Subject specialization not fully realized: Although the authors note difficulty differences between subjects, the output is a unified model without subject-level customization.
Limited benchmark scale: The test set contains 2,500 entries (500 per subject). While equivalence types are listed, they are not exhaustive, and complex interdisciplinary problems (e.g., Physical Chemistry) are underrepresented.
LLM labeling dependency: The training set relies heavily on LLM labels with limited human samples; the impact of label noise on RL rewards is not fully quantified.
Future Directions: Exploring adaptive reasoning depth based on subject (more for Math, less for QA) and using the verifier directly as an RL reward model to train stronger reasoning LLMs.

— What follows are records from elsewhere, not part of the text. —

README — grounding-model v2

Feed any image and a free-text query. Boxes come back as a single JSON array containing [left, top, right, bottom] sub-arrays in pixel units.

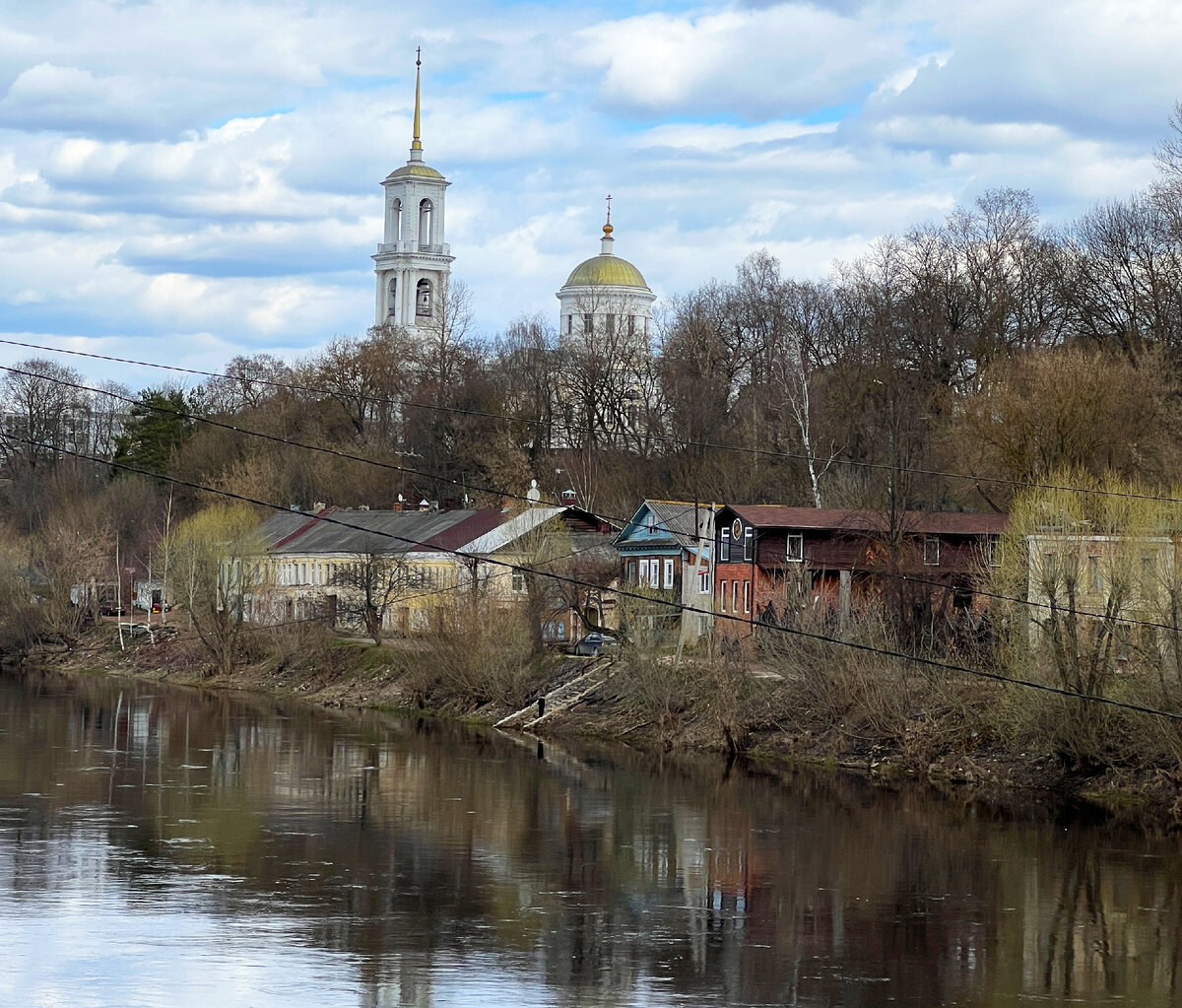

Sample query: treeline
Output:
[[7, 123, 1182, 546]]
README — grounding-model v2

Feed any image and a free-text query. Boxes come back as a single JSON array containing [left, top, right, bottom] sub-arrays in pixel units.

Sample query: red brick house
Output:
[[714, 504, 1009, 638]]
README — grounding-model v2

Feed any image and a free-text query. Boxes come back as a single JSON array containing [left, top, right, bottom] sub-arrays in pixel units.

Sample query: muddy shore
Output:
[[18, 635, 1182, 833]]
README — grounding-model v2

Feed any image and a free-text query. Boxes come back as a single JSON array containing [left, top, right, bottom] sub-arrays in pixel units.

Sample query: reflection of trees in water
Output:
[[7, 677, 1182, 1006]]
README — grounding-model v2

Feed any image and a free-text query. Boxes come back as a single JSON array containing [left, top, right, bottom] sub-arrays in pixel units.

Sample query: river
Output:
[[0, 676, 1182, 1008]]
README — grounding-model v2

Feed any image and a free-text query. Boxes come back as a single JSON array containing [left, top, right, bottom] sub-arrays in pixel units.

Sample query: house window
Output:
[[986, 536, 1001, 567], [923, 536, 940, 567], [1141, 556, 1157, 594]]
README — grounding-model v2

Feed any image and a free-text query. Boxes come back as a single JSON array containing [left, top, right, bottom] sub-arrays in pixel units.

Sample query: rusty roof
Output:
[[722, 504, 1010, 536]]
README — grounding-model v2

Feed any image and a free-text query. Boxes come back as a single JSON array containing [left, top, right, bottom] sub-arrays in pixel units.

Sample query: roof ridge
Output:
[[271, 504, 341, 550]]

vs. xVerify: xVerify is efficient but lacks reasoning, making it weak on equivalent/complex samples (only 60.6% in Physics); this work shows injecting concise reasoning can significantly surpass it while maintaining small model scales.
vs. CompassVerifier: CompassVerifier relies on error templates for robust verification but is still limited by reasoning capacity; SCI-Verifier learns reasoning directly via SFT+RL and proves more robust to prompts.
vs. Reward Models (J1 / Think-J / Compass-Judger2): Reward models rank response quality, while verifiers judge correctness; different goals lead to different data and training strategies. This work focuses on the explicit semantic judgment of "True/False" equivalence.

Rating¶

Novelty: ⭐⭐⭐⭐ Re-introducing "overlooked thinking" + equivalence-focused benchmark; solid approach by combining known techniques in the right direction.
Experimental Thoroughness: ⭐⭐⭐⭐⭐ Three benchmarks, four classes of baselines, and four dimensions of ablation (scale/subject/prompt/training); complete chain of evidence.
Writing Quality: ⭐⭐⭐⭐ Clear motivation, well-supported by charts, though some equivalence details are relegated to the appendix.
Value: ⭐⭐⭐⭐⭐ Small models matching GPT-5 with direct utility as RL rewards; high practical value for scientific reasoning evaluation and training pipelines.